Getting Back to Movie Basics

Article courtesy of William Dever, Chief Creative Officer at Harena Data Inc

When movies work and work well, a dialogue is created between the filmmaker and the audience who views the movie. I long ago realized that the real viewing of a movie is an internal one and the screen in a theater at best only acts as an intermediary. The viewer’s body of experience and their life lessons all go into the viewing of a movie. If there is truth and honesty in a story the viewer embraces it. If the truth is so poignant then often the movie becomes part of the viewer’s ingrained experience. I still remember that June day when I watched Star Wars and how the moments in that movie were woven into my own experience.

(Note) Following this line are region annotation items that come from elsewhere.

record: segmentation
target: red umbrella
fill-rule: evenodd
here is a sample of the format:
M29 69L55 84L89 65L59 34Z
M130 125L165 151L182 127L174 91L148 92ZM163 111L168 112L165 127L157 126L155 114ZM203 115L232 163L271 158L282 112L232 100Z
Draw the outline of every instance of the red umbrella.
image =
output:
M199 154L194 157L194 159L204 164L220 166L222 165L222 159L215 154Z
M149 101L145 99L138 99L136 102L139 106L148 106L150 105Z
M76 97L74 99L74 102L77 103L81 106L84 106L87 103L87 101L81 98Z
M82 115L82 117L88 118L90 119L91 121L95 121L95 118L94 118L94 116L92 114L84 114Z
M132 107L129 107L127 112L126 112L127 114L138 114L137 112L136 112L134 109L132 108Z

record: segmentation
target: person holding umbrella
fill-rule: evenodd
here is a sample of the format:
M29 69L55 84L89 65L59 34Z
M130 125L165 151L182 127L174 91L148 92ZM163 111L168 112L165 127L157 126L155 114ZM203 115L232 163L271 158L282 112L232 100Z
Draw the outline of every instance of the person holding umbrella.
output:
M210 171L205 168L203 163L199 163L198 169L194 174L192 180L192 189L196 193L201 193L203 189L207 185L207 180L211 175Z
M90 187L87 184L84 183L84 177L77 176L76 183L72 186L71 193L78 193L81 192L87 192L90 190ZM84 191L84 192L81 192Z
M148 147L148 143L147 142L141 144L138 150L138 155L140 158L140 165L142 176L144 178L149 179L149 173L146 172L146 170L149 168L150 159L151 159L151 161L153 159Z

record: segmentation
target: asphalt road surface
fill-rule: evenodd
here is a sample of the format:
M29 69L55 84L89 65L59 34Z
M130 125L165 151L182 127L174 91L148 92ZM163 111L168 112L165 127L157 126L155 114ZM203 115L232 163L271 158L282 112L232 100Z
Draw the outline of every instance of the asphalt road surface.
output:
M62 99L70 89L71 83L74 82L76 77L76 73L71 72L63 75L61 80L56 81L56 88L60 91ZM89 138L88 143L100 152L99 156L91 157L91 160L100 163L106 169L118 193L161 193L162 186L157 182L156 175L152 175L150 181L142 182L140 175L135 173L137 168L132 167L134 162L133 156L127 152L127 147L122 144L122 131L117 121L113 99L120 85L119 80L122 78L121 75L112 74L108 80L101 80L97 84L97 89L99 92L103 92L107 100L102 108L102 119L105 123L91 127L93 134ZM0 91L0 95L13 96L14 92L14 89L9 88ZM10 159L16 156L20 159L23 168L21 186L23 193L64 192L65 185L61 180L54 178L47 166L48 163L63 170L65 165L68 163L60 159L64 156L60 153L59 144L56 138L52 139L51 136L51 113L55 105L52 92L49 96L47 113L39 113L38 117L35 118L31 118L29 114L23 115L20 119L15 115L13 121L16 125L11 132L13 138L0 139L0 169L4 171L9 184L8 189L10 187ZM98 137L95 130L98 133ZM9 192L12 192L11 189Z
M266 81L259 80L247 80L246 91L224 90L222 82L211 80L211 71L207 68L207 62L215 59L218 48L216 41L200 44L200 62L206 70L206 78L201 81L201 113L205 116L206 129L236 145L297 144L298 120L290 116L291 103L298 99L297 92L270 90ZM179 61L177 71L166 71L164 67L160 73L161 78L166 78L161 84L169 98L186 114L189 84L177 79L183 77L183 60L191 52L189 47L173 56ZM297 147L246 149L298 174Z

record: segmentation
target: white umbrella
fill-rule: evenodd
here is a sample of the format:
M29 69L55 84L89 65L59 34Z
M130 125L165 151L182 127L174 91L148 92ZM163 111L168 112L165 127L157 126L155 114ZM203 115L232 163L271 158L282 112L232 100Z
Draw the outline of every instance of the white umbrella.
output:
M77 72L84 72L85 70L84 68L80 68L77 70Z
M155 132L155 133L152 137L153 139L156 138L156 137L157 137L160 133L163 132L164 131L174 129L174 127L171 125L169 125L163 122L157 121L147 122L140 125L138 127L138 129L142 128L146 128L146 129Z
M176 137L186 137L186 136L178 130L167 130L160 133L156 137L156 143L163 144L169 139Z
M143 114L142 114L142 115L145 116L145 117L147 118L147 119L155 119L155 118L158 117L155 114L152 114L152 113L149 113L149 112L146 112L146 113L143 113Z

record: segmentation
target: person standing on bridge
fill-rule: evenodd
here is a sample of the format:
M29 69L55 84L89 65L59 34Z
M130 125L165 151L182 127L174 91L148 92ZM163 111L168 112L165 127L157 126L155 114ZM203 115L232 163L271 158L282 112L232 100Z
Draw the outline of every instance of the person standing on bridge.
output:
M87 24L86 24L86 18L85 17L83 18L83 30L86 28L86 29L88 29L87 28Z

Movies as a medium are the most linear artform. Streaming as a platform is ideally non-linear. As a result, when movies are placed on a streaming platform there is a conflict; a contradiction between product and platform occurs. It is not a natural offering. A movie should have some level of “marquee value” in order to sustain it. Netflix is offering titles like “The Adam Project” which quickly is premiered and then is relegated after a week into the dump bin of offerings which Netflix serves up to its customers.

One of the fascinating things is that the market is evolving to the truth of serving smaller, more defined audiences. Anime and Indian language movies are ending up in the top five in the box office during the past couple of weeks. Funimation, which has long served the fervent anime crowd, had a top three box office. This speaks to the significance of touching your community then drawing them into the movie. The anime fans out there, and there are many, know what they like and are passionate about their fandom.